The regulation of medical devices is still evolving. This is to be expected since the regulations and relatively new. Indeed the major directive has only been fully operational for 2 years and the in-vitro diagnostics directive has only just recently begun its transitional period. The regulations have largely worked satisfactorily and much better than many had predicted. However, some problems have been identified leading some to call for the creation of a European Devices Agency. The UK does not currently support the call for such an institution but does believe that some re balancing and refocusing of the Device Directives is required. The UK has suggested that this is a good time to evaluate the operation of the regulations. In particular there is a need to consider increasing the risk category for many implants, subjecting them to closer scrutiny. There is perceived to be a need to increase European co-operation. The UK has also called for the creation of a European group to over see the work of the Notified Bodies. There has been considerable support for this concept of a Notified Body oversight group. Finally the UK has called for an improvement in the production of standards and guidelines, with the provision of more detailed premarketing requirements. It is felt that such changes will increase public health protection and enable the regulations to cope with the expansion of the EU and the increasing complexity of new devices.

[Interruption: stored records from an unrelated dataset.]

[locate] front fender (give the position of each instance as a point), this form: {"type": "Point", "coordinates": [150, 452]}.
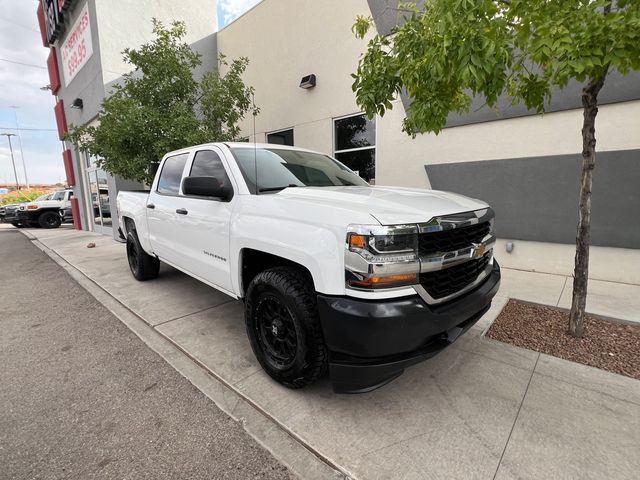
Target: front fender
{"type": "Point", "coordinates": [318, 248]}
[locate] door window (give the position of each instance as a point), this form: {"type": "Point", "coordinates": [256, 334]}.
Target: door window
{"type": "Point", "coordinates": [169, 181]}
{"type": "Point", "coordinates": [207, 163]}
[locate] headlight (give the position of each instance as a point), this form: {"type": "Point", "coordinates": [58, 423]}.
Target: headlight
{"type": "Point", "coordinates": [381, 257]}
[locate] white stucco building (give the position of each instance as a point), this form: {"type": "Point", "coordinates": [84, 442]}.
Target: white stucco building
{"type": "Point", "coordinates": [525, 165]}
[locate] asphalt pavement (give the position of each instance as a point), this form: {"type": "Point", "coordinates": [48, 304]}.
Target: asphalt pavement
{"type": "Point", "coordinates": [82, 397]}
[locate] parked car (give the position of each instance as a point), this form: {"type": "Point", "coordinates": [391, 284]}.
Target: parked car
{"type": "Point", "coordinates": [42, 212]}
{"type": "Point", "coordinates": [335, 274]}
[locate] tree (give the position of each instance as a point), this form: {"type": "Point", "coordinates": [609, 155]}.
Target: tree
{"type": "Point", "coordinates": [453, 50]}
{"type": "Point", "coordinates": [160, 106]}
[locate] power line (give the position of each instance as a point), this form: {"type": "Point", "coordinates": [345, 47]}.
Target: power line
{"type": "Point", "coordinates": [24, 64]}
{"type": "Point", "coordinates": [30, 129]}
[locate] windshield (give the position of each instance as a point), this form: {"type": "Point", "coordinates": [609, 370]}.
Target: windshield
{"type": "Point", "coordinates": [279, 168]}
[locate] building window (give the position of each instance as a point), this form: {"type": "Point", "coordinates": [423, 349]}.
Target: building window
{"type": "Point", "coordinates": [283, 137]}
{"type": "Point", "coordinates": [355, 145]}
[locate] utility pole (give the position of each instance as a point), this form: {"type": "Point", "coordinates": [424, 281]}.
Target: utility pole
{"type": "Point", "coordinates": [24, 165]}
{"type": "Point", "coordinates": [15, 172]}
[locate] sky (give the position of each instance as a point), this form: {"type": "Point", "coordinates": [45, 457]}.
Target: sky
{"type": "Point", "coordinates": [20, 87]}
{"type": "Point", "coordinates": [229, 10]}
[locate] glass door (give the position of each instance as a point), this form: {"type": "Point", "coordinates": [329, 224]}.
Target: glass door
{"type": "Point", "coordinates": [98, 201]}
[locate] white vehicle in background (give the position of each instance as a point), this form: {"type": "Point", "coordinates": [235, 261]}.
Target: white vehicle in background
{"type": "Point", "coordinates": [335, 274]}
{"type": "Point", "coordinates": [43, 212]}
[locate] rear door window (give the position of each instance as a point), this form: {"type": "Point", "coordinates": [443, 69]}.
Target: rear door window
{"type": "Point", "coordinates": [171, 175]}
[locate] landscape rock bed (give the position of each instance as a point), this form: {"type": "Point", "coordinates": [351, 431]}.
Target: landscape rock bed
{"type": "Point", "coordinates": [608, 345]}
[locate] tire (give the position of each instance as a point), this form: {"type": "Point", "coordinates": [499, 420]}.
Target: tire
{"type": "Point", "coordinates": [49, 220]}
{"type": "Point", "coordinates": [143, 266]}
{"type": "Point", "coordinates": [283, 326]}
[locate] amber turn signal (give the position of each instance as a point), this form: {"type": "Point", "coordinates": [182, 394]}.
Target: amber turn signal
{"type": "Point", "coordinates": [357, 241]}
{"type": "Point", "coordinates": [386, 281]}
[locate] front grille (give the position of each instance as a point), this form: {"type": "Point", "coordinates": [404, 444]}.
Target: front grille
{"type": "Point", "coordinates": [452, 240]}
{"type": "Point", "coordinates": [442, 283]}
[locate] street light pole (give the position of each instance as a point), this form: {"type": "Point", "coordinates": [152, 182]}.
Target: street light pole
{"type": "Point", "coordinates": [24, 164]}
{"type": "Point", "coordinates": [15, 172]}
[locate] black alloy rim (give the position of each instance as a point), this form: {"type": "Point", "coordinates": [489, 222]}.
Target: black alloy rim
{"type": "Point", "coordinates": [132, 255]}
{"type": "Point", "coordinates": [276, 331]}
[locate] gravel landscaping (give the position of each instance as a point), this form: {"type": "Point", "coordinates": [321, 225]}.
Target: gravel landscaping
{"type": "Point", "coordinates": [606, 344]}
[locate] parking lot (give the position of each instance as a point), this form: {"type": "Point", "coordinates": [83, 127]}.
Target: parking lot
{"type": "Point", "coordinates": [481, 409]}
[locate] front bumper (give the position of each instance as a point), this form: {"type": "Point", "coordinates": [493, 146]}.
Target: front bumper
{"type": "Point", "coordinates": [372, 342]}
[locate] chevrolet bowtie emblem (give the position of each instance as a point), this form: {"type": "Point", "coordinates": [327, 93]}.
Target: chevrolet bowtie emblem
{"type": "Point", "coordinates": [478, 249]}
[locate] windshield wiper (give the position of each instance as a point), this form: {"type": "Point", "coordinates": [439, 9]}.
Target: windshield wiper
{"type": "Point", "coordinates": [274, 189]}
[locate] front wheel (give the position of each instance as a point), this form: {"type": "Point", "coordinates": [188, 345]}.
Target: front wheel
{"type": "Point", "coordinates": [143, 266]}
{"type": "Point", "coordinates": [283, 326]}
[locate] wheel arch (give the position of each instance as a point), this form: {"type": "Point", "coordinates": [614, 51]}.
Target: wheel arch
{"type": "Point", "coordinates": [253, 262]}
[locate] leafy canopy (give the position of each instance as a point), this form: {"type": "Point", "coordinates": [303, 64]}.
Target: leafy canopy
{"type": "Point", "coordinates": [454, 50]}
{"type": "Point", "coordinates": [160, 107]}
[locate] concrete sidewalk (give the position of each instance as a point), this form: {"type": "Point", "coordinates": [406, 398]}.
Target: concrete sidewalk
{"type": "Point", "coordinates": [481, 409]}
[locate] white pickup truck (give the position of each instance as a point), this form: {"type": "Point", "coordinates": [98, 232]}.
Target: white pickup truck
{"type": "Point", "coordinates": [335, 274]}
{"type": "Point", "coordinates": [43, 212]}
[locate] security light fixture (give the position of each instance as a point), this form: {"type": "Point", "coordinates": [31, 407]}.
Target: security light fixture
{"type": "Point", "coordinates": [308, 82]}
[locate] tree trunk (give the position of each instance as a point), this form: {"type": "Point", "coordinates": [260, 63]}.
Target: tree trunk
{"type": "Point", "coordinates": [581, 271]}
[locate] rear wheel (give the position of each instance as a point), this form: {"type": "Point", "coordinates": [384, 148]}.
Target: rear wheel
{"type": "Point", "coordinates": [284, 328]}
{"type": "Point", "coordinates": [143, 266]}
{"type": "Point", "coordinates": [49, 220]}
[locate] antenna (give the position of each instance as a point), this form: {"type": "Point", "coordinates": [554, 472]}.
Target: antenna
{"type": "Point", "coordinates": [255, 147]}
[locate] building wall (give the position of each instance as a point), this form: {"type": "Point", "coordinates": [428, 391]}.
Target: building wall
{"type": "Point", "coordinates": [116, 25]}
{"type": "Point", "coordinates": [286, 40]}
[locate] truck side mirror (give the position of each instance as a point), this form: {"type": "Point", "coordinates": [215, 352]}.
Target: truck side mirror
{"type": "Point", "coordinates": [206, 187]}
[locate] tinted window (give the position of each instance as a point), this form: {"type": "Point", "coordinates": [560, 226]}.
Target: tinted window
{"type": "Point", "coordinates": [278, 169]}
{"type": "Point", "coordinates": [171, 174]}
{"type": "Point", "coordinates": [207, 163]}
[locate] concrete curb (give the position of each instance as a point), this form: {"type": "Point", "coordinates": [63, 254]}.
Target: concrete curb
{"type": "Point", "coordinates": [283, 444]}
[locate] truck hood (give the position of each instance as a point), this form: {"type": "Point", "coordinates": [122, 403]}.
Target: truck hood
{"type": "Point", "coordinates": [387, 205]}
{"type": "Point", "coordinates": [44, 203]}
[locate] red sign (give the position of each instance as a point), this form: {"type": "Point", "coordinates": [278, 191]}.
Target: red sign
{"type": "Point", "coordinates": [54, 73]}
{"type": "Point", "coordinates": [77, 47]}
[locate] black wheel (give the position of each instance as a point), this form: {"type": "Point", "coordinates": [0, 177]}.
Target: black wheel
{"type": "Point", "coordinates": [49, 220]}
{"type": "Point", "coordinates": [284, 328]}
{"type": "Point", "coordinates": [143, 266]}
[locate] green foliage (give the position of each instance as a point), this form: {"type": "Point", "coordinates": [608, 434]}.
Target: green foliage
{"type": "Point", "coordinates": [160, 107]}
{"type": "Point", "coordinates": [20, 196]}
{"type": "Point", "coordinates": [457, 49]}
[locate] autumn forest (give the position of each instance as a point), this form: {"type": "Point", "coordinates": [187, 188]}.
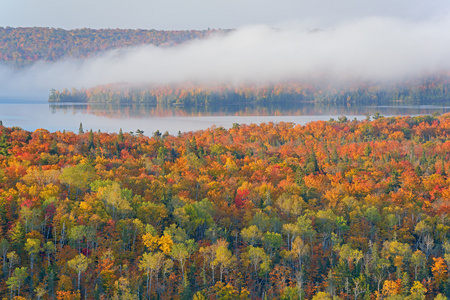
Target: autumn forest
{"type": "Point", "coordinates": [343, 208]}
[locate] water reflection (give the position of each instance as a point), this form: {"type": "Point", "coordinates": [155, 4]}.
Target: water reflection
{"type": "Point", "coordinates": [120, 111]}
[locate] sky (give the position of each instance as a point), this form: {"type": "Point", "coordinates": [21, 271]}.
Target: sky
{"type": "Point", "coordinates": [378, 40]}
{"type": "Point", "coordinates": [203, 14]}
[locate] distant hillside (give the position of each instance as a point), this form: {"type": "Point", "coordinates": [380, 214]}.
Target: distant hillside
{"type": "Point", "coordinates": [22, 46]}
{"type": "Point", "coordinates": [430, 88]}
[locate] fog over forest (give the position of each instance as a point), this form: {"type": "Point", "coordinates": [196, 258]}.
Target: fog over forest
{"type": "Point", "coordinates": [375, 48]}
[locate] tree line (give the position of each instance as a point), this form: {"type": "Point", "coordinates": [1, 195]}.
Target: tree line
{"type": "Point", "coordinates": [23, 46]}
{"type": "Point", "coordinates": [428, 89]}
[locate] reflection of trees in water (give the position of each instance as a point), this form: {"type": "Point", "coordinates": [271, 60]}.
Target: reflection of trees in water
{"type": "Point", "coordinates": [115, 110]}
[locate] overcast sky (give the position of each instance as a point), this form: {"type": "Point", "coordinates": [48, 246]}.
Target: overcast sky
{"type": "Point", "coordinates": [201, 14]}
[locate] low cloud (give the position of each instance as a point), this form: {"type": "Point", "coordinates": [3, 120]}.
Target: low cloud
{"type": "Point", "coordinates": [376, 48]}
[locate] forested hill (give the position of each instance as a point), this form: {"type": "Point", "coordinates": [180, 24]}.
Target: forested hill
{"type": "Point", "coordinates": [22, 46]}
{"type": "Point", "coordinates": [429, 89]}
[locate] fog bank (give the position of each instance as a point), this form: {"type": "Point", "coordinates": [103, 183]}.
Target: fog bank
{"type": "Point", "coordinates": [376, 48]}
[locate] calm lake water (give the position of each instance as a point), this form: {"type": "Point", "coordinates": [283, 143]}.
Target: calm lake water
{"type": "Point", "coordinates": [33, 114]}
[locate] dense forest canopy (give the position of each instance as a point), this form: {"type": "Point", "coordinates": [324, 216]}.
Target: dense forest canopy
{"type": "Point", "coordinates": [347, 209]}
{"type": "Point", "coordinates": [428, 89]}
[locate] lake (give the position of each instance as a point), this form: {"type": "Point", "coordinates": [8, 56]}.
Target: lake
{"type": "Point", "coordinates": [33, 114]}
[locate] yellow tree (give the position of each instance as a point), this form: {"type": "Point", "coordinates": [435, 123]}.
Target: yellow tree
{"type": "Point", "coordinates": [224, 258]}
{"type": "Point", "coordinates": [79, 263]}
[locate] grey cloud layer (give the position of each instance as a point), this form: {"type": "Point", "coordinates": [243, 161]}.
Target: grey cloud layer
{"type": "Point", "coordinates": [370, 48]}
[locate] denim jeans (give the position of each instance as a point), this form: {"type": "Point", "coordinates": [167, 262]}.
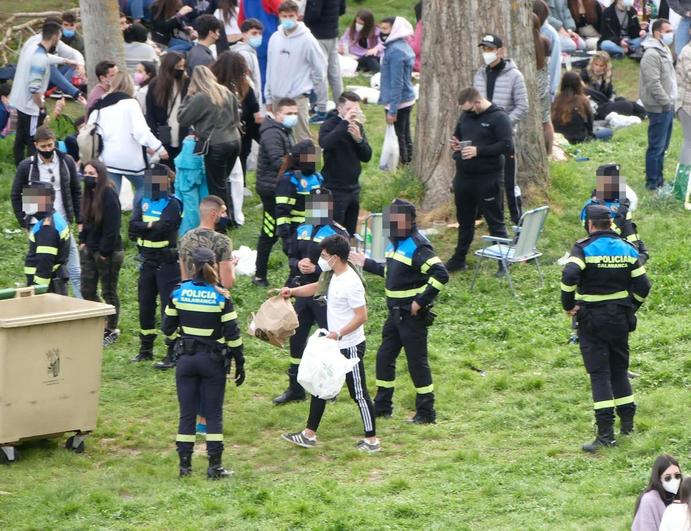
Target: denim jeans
{"type": "Point", "coordinates": [613, 48]}
{"type": "Point", "coordinates": [659, 135]}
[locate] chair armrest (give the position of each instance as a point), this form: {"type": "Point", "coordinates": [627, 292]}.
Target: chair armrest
{"type": "Point", "coordinates": [497, 239]}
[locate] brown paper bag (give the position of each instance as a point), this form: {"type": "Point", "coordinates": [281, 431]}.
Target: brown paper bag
{"type": "Point", "coordinates": [275, 321]}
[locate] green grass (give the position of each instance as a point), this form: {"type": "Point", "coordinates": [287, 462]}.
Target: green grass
{"type": "Point", "coordinates": [504, 454]}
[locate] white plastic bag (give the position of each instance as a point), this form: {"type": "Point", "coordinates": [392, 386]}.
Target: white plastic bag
{"type": "Point", "coordinates": [323, 368]}
{"type": "Point", "coordinates": [246, 261]}
{"type": "Point", "coordinates": [389, 152]}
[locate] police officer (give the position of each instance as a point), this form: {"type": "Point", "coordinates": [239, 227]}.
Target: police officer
{"type": "Point", "coordinates": [603, 284]}
{"type": "Point", "coordinates": [200, 313]}
{"type": "Point", "coordinates": [414, 276]}
{"type": "Point", "coordinates": [49, 239]}
{"type": "Point", "coordinates": [299, 178]}
{"type": "Point", "coordinates": [154, 226]}
{"type": "Point", "coordinates": [610, 191]}
{"type": "Point", "coordinates": [304, 255]}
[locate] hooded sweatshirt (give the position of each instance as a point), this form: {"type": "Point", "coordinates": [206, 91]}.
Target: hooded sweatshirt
{"type": "Point", "coordinates": [296, 64]}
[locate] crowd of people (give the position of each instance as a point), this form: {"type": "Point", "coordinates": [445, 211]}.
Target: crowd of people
{"type": "Point", "coordinates": [179, 124]}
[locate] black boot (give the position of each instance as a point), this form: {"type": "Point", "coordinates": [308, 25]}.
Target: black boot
{"type": "Point", "coordinates": [626, 414]}
{"type": "Point", "coordinates": [295, 392]}
{"type": "Point", "coordinates": [185, 465]}
{"type": "Point", "coordinates": [216, 470]}
{"type": "Point", "coordinates": [604, 418]}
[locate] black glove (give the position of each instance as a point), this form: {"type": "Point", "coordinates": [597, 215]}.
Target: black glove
{"type": "Point", "coordinates": [236, 354]}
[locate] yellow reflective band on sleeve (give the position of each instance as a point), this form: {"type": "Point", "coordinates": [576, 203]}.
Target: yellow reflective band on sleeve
{"type": "Point", "coordinates": [575, 260]}
{"type": "Point", "coordinates": [229, 317]}
{"type": "Point", "coordinates": [45, 249]}
{"type": "Point", "coordinates": [204, 332]}
{"type": "Point", "coordinates": [152, 245]}
{"type": "Point", "coordinates": [606, 297]}
{"type": "Point", "coordinates": [603, 404]}
{"type": "Point", "coordinates": [638, 272]}
{"type": "Point", "coordinates": [203, 308]}
{"type": "Point", "coordinates": [435, 283]}
{"type": "Point", "coordinates": [429, 263]}
{"type": "Point", "coordinates": [405, 293]}
{"type": "Point", "coordinates": [623, 400]}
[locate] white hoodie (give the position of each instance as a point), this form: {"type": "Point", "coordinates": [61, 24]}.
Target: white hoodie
{"type": "Point", "coordinates": [296, 64]}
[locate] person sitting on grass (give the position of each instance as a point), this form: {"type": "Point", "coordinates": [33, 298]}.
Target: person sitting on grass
{"type": "Point", "coordinates": [346, 314]}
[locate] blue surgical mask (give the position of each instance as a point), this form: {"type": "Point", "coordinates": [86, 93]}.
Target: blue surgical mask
{"type": "Point", "coordinates": [288, 23]}
{"type": "Point", "coordinates": [290, 121]}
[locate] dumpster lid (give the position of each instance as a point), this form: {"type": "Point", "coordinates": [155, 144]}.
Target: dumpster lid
{"type": "Point", "coordinates": [47, 309]}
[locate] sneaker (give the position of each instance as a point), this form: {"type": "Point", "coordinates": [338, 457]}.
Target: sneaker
{"type": "Point", "coordinates": [300, 439]}
{"type": "Point", "coordinates": [110, 336]}
{"type": "Point", "coordinates": [318, 118]}
{"type": "Point", "coordinates": [368, 447]}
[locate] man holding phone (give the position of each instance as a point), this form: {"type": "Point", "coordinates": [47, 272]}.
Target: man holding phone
{"type": "Point", "coordinates": [482, 139]}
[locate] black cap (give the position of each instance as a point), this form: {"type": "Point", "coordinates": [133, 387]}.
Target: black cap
{"type": "Point", "coordinates": [611, 170]}
{"type": "Point", "coordinates": [598, 213]}
{"type": "Point", "coordinates": [203, 255]}
{"type": "Point", "coordinates": [491, 40]}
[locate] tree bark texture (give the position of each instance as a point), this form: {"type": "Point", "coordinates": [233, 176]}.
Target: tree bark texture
{"type": "Point", "coordinates": [450, 58]}
{"type": "Point", "coordinates": [102, 36]}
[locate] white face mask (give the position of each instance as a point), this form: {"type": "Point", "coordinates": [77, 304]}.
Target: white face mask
{"type": "Point", "coordinates": [671, 486]}
{"type": "Point", "coordinates": [323, 264]}
{"type": "Point", "coordinates": [489, 57]}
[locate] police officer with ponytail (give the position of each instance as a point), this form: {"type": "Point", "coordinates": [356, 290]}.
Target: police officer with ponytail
{"type": "Point", "coordinates": [154, 226]}
{"type": "Point", "coordinates": [201, 316]}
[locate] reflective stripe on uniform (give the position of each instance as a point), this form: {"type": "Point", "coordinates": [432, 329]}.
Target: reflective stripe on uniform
{"type": "Point", "coordinates": [405, 293]}
{"type": "Point", "coordinates": [605, 297]}
{"type": "Point", "coordinates": [45, 249]}
{"type": "Point", "coordinates": [603, 404]}
{"type": "Point", "coordinates": [623, 400]}
{"type": "Point", "coordinates": [429, 263]}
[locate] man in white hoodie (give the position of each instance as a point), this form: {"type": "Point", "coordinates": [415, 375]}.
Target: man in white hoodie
{"type": "Point", "coordinates": [296, 66]}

Within MDA a number of strategic initiatives are being pursued. These will include a strategy to further increase adverse incident reporting, enhancing communications including direct E-mail to health care professionals and the establishment of a new advisory committee for devices (Committee on the Safety of Devices). There are also a series of quality assurance initiatives and outcome analysis programmes under development.

Conclusions

This article has reviewed the regulation of medical devices in the UK and Europe. There are interesting comparisons and differences between device and pharmaceutical controls. There are perhaps, lessons for both sectors to learn from each other. Developments with tissue products and theranostics will require increasingly close working between the two sectors. The profile of the devices sector is set to increase as exciting new products emerge harnessing recent developments in biomaterial science, microelectronics, information technology and genomics. These new products will have the potential to improve significantly patient well being but will need good regulatory control to maximize the benefits. This is an exciting and challenging period in the device sector.